The agreement shores up staffing for Saint Vincent at a time when COVID-19 is resurgent once again, this time driven by pesky variants such as Delta and Omicron. The Delta variant is potentially more severe than the original virus, while Omicron is less severe but more contagious.

The Johns Hopkins University coronavirus tracker has the grim news: The 28-day total for confirmed COVID-19 cases in the U.S. stands at more than three million as of Monday morning, putting the total at almost 51 million since the pandemic began. There have been more than 34,000 deaths over the past four weeks, and more than 806,000 total.

THE LARGER TREND

Healthcare worker strikes, or at least the threat of strikes, have become more common since the onset of the pandemic, which has exacerbated ongoing staffing shortages and placed additional stress on those who remain at their posts. 

Most recently, in November, Kaiser Permanente and the Alliance of Health Care Unions reached a tentative agreement on a four-year contract that avoided a potential nationwide strike that had been set to begin around mid-month. The strike was over the health's system's proposals to lower wages for current employees and to reduce compensation for incoming workers – a proposal the group decried as burdensome in the midst of a healthcare staffing crisis.

Earlier in the year, Service Employees International Union-United Healthcare Workers West sued HCA Healthcare and its Riverside Community Hospital for allegedly "recklessly" facilitating the spread of COVID-19 among its workers and the Riverside, California, community. The lawsuit followed a strike of registered nurses at RCH earlier this summer.

The nurses issued a 10-day strike notice for staff shortages, resulting in fewer RNs taking care of more patients and insufficient PPE, leading to an increased risk of COVID-19 infection.

Staffing shortages are an ongoing, national problem. In September, the American Nurses Association sent a letter to the Department of Health and Human Services asking the agency to declare the ongoing nursing shortage a national crisis, citing overwhelmed health systems and burnt out staff.
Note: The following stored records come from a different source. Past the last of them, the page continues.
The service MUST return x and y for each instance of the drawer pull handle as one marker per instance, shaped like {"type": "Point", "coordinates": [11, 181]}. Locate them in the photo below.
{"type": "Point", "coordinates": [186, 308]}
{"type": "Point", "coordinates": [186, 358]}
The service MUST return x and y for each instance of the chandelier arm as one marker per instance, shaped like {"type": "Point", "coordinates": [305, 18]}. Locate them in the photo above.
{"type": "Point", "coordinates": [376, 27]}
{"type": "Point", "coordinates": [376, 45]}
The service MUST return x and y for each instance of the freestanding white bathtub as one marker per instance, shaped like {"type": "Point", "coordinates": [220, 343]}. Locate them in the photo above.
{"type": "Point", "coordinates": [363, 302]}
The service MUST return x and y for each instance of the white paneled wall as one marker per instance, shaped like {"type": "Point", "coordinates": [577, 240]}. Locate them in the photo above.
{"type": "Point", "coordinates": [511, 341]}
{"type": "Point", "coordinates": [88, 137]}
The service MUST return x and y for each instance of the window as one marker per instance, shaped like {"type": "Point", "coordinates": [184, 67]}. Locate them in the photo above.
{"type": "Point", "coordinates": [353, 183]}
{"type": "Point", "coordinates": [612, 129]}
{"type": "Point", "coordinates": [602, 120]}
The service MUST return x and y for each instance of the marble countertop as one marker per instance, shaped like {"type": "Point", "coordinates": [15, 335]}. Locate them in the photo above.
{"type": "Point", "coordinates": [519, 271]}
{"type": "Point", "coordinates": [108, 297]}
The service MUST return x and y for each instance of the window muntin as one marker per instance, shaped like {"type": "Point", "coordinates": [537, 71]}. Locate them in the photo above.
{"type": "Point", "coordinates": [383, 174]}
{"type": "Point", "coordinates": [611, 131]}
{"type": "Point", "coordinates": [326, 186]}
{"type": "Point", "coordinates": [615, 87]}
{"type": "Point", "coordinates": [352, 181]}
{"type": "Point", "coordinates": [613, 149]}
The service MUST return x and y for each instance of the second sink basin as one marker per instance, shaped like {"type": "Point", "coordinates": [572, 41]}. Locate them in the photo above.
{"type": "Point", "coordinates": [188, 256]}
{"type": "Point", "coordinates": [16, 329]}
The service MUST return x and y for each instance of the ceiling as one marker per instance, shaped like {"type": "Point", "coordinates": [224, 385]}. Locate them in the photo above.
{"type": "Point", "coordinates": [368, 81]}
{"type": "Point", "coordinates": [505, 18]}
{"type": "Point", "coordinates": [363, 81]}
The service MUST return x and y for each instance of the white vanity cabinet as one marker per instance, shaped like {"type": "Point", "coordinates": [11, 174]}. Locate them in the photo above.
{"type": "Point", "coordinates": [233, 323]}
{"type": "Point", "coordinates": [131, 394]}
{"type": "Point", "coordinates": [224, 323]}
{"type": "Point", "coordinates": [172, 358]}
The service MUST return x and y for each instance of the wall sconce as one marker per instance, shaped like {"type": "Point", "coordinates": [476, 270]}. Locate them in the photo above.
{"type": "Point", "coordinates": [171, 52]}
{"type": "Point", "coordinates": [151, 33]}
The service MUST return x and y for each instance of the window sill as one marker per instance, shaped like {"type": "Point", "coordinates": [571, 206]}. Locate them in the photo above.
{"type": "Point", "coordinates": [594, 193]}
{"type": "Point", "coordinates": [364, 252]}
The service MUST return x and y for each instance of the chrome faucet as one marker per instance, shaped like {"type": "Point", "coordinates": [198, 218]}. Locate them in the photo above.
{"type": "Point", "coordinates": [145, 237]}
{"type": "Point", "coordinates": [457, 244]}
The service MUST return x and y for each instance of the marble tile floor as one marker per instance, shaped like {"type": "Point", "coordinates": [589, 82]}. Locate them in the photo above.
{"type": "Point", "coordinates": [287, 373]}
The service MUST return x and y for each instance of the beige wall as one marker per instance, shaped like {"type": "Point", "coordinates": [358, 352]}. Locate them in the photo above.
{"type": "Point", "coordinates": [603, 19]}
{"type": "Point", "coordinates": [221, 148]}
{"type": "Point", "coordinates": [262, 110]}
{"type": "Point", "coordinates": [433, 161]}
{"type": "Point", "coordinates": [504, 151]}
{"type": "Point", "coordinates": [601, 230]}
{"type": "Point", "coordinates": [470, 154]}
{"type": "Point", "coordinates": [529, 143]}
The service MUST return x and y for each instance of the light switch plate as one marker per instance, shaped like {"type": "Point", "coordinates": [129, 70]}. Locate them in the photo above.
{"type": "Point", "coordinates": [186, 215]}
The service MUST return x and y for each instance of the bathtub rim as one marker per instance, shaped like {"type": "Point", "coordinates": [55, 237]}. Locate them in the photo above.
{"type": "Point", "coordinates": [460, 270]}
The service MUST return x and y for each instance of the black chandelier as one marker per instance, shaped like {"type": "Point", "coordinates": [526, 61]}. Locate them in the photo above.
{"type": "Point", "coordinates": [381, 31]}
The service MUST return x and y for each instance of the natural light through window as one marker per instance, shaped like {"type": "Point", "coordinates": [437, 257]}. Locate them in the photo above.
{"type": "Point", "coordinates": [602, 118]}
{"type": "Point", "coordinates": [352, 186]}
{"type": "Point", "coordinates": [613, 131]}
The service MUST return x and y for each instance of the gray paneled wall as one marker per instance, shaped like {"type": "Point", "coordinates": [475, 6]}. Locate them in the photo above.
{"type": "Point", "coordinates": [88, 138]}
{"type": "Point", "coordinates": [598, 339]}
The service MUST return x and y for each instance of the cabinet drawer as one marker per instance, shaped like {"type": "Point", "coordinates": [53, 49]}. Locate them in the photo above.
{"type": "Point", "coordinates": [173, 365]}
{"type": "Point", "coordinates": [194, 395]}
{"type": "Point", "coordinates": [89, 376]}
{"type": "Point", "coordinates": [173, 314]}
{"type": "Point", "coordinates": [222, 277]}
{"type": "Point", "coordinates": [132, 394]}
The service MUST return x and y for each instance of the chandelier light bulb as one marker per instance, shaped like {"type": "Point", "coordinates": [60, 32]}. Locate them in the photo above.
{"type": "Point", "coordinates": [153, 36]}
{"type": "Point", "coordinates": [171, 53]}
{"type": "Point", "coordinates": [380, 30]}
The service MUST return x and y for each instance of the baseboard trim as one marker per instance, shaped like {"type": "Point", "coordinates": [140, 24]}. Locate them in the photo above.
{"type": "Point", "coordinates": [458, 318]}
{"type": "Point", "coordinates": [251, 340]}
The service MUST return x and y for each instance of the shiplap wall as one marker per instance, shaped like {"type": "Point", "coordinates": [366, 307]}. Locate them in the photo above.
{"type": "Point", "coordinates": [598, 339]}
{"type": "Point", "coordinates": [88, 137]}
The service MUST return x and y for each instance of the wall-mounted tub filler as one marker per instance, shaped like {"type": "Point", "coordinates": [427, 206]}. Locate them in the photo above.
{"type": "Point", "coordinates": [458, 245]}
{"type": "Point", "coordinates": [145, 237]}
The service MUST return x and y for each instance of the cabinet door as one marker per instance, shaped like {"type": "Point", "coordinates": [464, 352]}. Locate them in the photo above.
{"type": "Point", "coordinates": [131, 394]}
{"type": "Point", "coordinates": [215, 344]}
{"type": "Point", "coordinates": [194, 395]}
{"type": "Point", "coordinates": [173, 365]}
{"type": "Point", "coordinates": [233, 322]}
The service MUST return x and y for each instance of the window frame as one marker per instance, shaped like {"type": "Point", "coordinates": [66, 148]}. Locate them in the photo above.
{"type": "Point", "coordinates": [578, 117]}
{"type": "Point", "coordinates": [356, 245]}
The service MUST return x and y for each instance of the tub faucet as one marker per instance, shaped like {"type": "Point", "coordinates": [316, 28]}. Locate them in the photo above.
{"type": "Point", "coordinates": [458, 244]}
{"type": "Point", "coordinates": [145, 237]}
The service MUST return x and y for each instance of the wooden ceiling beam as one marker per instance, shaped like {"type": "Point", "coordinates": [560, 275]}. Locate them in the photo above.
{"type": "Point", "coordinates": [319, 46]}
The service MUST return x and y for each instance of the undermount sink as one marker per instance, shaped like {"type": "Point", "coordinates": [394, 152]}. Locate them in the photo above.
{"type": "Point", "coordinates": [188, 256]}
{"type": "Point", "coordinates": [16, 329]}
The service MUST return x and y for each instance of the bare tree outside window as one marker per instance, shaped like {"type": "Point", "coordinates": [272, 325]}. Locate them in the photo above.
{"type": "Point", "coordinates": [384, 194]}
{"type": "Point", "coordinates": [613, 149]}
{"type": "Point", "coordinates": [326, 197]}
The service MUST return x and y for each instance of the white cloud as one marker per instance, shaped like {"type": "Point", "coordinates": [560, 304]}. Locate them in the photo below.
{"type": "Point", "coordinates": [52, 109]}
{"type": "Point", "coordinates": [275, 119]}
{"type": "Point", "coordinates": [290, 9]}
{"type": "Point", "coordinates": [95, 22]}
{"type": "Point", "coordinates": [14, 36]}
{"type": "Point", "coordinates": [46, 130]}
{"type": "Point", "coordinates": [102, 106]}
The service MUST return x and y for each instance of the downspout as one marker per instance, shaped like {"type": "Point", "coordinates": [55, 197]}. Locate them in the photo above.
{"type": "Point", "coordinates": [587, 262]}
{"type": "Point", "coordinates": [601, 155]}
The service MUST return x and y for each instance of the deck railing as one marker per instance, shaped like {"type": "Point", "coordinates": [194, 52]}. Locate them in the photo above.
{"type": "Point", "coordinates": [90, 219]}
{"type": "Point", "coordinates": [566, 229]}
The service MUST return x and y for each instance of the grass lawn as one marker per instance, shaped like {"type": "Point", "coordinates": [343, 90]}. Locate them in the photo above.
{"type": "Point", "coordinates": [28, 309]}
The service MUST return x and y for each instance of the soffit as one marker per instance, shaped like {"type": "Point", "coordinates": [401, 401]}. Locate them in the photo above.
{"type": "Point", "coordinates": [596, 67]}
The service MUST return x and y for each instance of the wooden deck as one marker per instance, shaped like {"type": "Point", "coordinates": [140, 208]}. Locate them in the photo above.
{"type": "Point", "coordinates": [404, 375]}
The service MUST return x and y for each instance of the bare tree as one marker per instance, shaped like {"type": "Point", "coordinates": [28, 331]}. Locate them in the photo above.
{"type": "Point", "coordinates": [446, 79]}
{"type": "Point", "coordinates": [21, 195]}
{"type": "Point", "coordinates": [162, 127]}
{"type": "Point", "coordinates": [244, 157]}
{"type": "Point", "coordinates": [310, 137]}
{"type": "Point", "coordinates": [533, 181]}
Specifically, the ANA cited the Delta variant of COVID-19 as a complicating factor that has exacerbated the underlying challenges of a chronic shortage in the nursing workforce.

While the initial focus at the start of the pandemic was on equipment shortages and a dearth of ventilators and personal protective equipment, the ANA said the focus must now shift to the human-resource shortage, which the group cited as "more dire" and potentially threatening to patient care.

Data published in June by the Association of American Medical Colleges shows the U.S. could see an estimated shortage of between 37,800 and 124,000 physicians by 2034, including shortfalls in both primary and specialty care.